Find the area estimate for eight rectangles with mid points:

Refer to Figure 5.

Take the midpoint height of the first rectangle’s $f\left(x_1\right)$ value as 0.87, the midpoint height of the second rectangle’s $f\left(x_2\right)$ value as 0.68, the midpoint height of the third rectangle’s $f\left(x_3\right)$ value as 0.6, the midpoint height of the fourth rectangle’s $f\left(x_4\right)$ value as 0.74, the midpoint height of the fifth rectangle’s $f\left(x_5\right)$ value as 0.9, the midpoint height of the sixth rectangle’s $f\left(x_6\right)$ value as 1.12, the midpoint height of the seventh rectangle’s $f\left(x_7\right)$ value as 1.38, and the midpoint height of the eighth rectangle’s $f\left(x_8\right)$ value as 1.66.

Substitute 8 for n, 0.87 for $f\left(x_1\right)$, 0.5 for $\Delta x$, 0.68 for $f\left(x_2\right)$, 0.6 for $f\left(x_3\right)$, 0.74 for $f\left(x_4\right)$, 0.9 for $f\left(x_5\right)$, 1.12 for $f\left(x_6\right)$, 1.38 for $f\left(x_7\right)$, and 1.66 for $f\left(x_8\right)$ in Equation (3).
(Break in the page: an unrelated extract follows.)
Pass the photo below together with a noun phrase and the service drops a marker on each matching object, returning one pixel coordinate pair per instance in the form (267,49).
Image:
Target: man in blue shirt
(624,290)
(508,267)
$\begin{array}{c}{M}_8=\left[\begin{array}{l}\left(0.87\times 0.5\right)+\left(0.68\times 0.5\right)+\left(0.6\times 0.5\right)+\left(0.74\times 0.5\right)\\ +\left(0.9\times 0.5\right)+\left(1.12\times 0.5\right)+\left(1.38\times 0.5\right)+\left(1.66\times 0.5\right)\end{array}\right]\\ =0.435+0.34+0.3+0.37+0.45+0.56+0.69+0.83\\ =3.975\end{array}$

Therefore, the area under the graph of f using mid points for $n=8$ is 3.975.